Grassroots venues in the UK are calling for donations and funding from huge artists and the more successful corners of the music industry to prevent closures due to the COVID-19 pandemic. Speaking to NME, Music Venue Trust CEO Mark Davyd brought forward the suggestion of £1 million in donations in order to avoid “a disaster that will last 10 years”.
Government pledges of millions in loans and grants to grassroots spaces to help them through these unprecedented times will not be enough, MVT claims. Over 550 venues are at risk, along with the permanent loss of over 5,000 jobs and 1 million temporary employment opportunities for gig economy workers.
Davyd said that the MVT has “been surveying all our venues for weeks, done all the maths, and worked out that despite the intentions of the government and the work that everyone else is doing, we have a £13.8 million hole,”
“The government has done a lot and we’re not having a go at them. We realise there’s a huge crisis going on here for everybody and the likelihood of us getting any additional funding from the government to plug that hole is almost zero.”

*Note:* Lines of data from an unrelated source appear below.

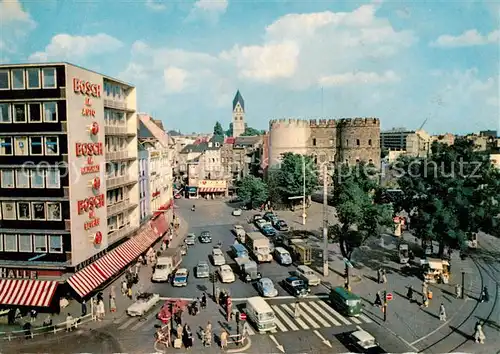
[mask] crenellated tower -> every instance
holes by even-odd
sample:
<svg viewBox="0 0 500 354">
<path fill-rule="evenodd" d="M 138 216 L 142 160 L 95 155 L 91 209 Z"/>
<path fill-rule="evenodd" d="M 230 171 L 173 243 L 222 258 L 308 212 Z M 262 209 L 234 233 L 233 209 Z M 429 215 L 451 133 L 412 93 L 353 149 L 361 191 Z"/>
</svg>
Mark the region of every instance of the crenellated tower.
<svg viewBox="0 0 500 354">
<path fill-rule="evenodd" d="M 237 138 L 245 132 L 245 101 L 240 93 L 236 92 L 233 99 L 233 136 Z"/>
</svg>

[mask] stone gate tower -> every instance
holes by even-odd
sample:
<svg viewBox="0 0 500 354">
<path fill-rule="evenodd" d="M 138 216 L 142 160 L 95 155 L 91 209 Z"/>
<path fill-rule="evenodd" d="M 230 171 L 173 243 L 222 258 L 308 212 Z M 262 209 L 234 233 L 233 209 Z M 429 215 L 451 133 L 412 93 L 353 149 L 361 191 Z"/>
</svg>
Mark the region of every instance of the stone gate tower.
<svg viewBox="0 0 500 354">
<path fill-rule="evenodd" d="M 240 90 L 233 99 L 233 136 L 237 138 L 245 132 L 245 101 Z"/>
</svg>

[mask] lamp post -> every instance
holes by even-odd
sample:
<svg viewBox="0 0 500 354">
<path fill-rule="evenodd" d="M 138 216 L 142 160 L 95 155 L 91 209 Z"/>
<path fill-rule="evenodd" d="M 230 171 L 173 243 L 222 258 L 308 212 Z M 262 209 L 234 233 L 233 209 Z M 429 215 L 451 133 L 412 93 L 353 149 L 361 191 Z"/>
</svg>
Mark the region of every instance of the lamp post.
<svg viewBox="0 0 500 354">
<path fill-rule="evenodd" d="M 306 158 L 302 155 L 302 225 L 306 224 Z"/>
</svg>

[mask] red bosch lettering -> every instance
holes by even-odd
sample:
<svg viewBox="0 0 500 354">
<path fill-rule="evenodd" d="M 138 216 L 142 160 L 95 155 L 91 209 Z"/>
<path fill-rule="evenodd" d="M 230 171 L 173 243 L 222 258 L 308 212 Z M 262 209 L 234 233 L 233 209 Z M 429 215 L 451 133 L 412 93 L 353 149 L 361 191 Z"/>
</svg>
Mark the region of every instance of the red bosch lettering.
<svg viewBox="0 0 500 354">
<path fill-rule="evenodd" d="M 95 197 L 88 197 L 77 202 L 78 215 L 81 215 L 89 210 L 99 209 L 104 206 L 104 194 Z"/>
<path fill-rule="evenodd" d="M 76 156 L 101 156 L 103 155 L 102 143 L 76 143 Z"/>
</svg>

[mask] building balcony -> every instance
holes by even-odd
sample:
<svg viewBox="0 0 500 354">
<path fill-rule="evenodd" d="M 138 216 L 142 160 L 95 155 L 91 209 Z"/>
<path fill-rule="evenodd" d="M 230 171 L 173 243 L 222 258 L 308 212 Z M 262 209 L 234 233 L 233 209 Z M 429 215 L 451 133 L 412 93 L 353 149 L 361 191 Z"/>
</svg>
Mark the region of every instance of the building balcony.
<svg viewBox="0 0 500 354">
<path fill-rule="evenodd" d="M 108 218 L 110 216 L 120 214 L 126 210 L 129 210 L 129 209 L 132 209 L 135 207 L 137 207 L 137 203 L 130 203 L 129 198 L 124 199 L 121 202 L 115 203 L 113 205 L 109 205 L 107 208 Z"/>
<path fill-rule="evenodd" d="M 122 102 L 122 101 L 110 100 L 110 99 L 104 99 L 104 107 L 118 109 L 118 110 L 127 111 L 127 112 L 135 112 L 134 109 L 127 107 L 127 103 Z"/>
<path fill-rule="evenodd" d="M 64 220 L 64 230 L 71 232 L 71 220 L 70 219 Z"/>
<path fill-rule="evenodd" d="M 131 156 L 127 150 L 106 152 L 106 161 L 118 160 L 135 160 L 135 156 Z"/>
<path fill-rule="evenodd" d="M 131 179 L 129 176 L 111 177 L 106 180 L 106 187 L 113 189 L 134 183 L 137 183 L 137 180 Z"/>
<path fill-rule="evenodd" d="M 106 135 L 134 135 L 129 134 L 126 125 L 104 124 L 104 134 Z"/>
<path fill-rule="evenodd" d="M 132 235 L 137 231 L 137 229 L 138 227 L 130 227 L 130 221 L 115 230 L 108 228 L 108 244 L 112 245 L 116 241 Z"/>
</svg>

The £1 million of funding they have asked for from the industry’s most successful companies and artists would be used to financially support the MVT’s emergency response service. Davyd revealed that their emergency response service won 91 of its 96 cases to prevent venues from closure in the last year, with the remaining five still ongoing.
“In this atmosphere, people think that once this is all over people are suddenly going to open grassroots music venues. That isn’t going to happen. Every one we lose is going to be permanently lost. We’re talking about 84% of the sector shutting down.” He added: “If we wake up the morning after this is over and over 80% of our venues have disappeared, we are talking about a disaster that will last 10 years.”